2/28/2007

in God's arms

I received a really nice note from a writer I sent a note to a few weeks ago, and it couldn't have come at a better time. The mental image it brings up is comforting and peaceful, the day before I need it most, and I wanted to post it here hoping someone else would find it so also. Here's the link to the article I read that day ... if it doesn't go straight to it, the title is "A Whisper". http://www.tonywoodlief.com/archives/week_2006_10_15.html#001125

On 10/18/06, Walker, Julie (Atlanta)
JWalker2@> wrote: Tony,I've been reading your blog since you started your site, and just read it again for the first time in about a year. And it was the Thank You blog. Perhaps God's hand is evident in my life after all ... I'm still not there - where I can be anything but angry with God and the world, the loss of my daughter is too recent. But I'm getting the sense that I might get there someday, and reading that someone else has made it through helps ... it makes the path there seem like a real possibility instead of a pipe dream. Thank YOU.

Dear Julie,
Thank you for writing to me. I'll pray that you'll get there. It doesn't make sense, that we should bury our children. It doesn't make sense, and it isn't fair, and often the burden is so much that it's all we can do to get out of bed in the morning. I still don't know how God can allow it. The place I got to was an understanding that he, who gave up his own child to death, doesn't let our little ones die lightly. And he takes them up into his arms, where there is no more suffering. We would rather they be with us, but at least there is this mercy, that they know nothing of heartache or pain.

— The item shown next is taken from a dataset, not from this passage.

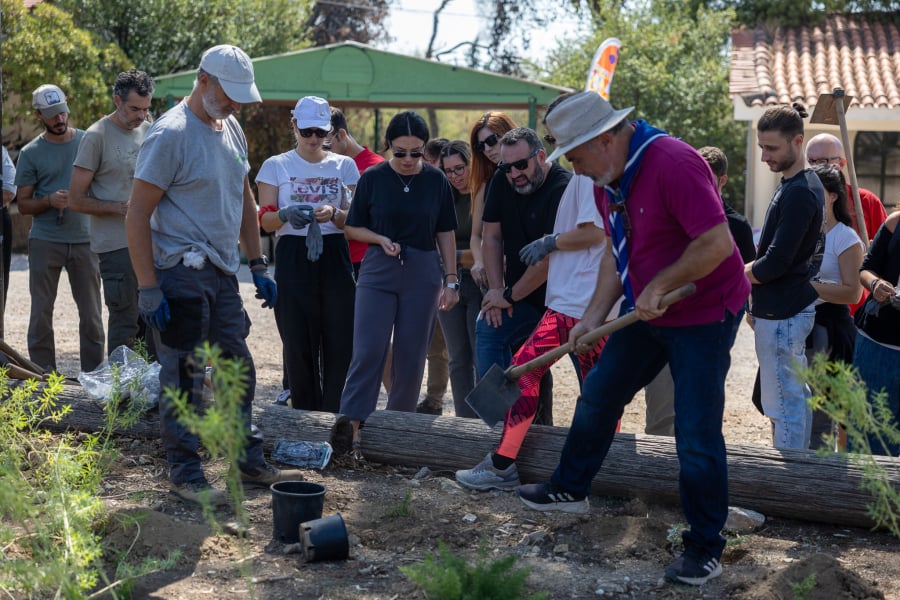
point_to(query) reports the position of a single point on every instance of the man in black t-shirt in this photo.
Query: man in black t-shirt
(519, 207)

People who haven't been scarred so deeply like to imagine that God makes everything work out of the best, in our lifetimes. But I don't think there is ever an answer in the face of something like this, where if we were to know it we would say: "Aha! Now I see why you let my child die. It all makes perfect sense now." Perhaps there is some purpose, but it is not for us to know, nor would we care. We can only take solace in the assurance that this present suffering will end, and there will be a reunion, and then the very memory of the heartache we feel here will be blotted out, and all things will be right again.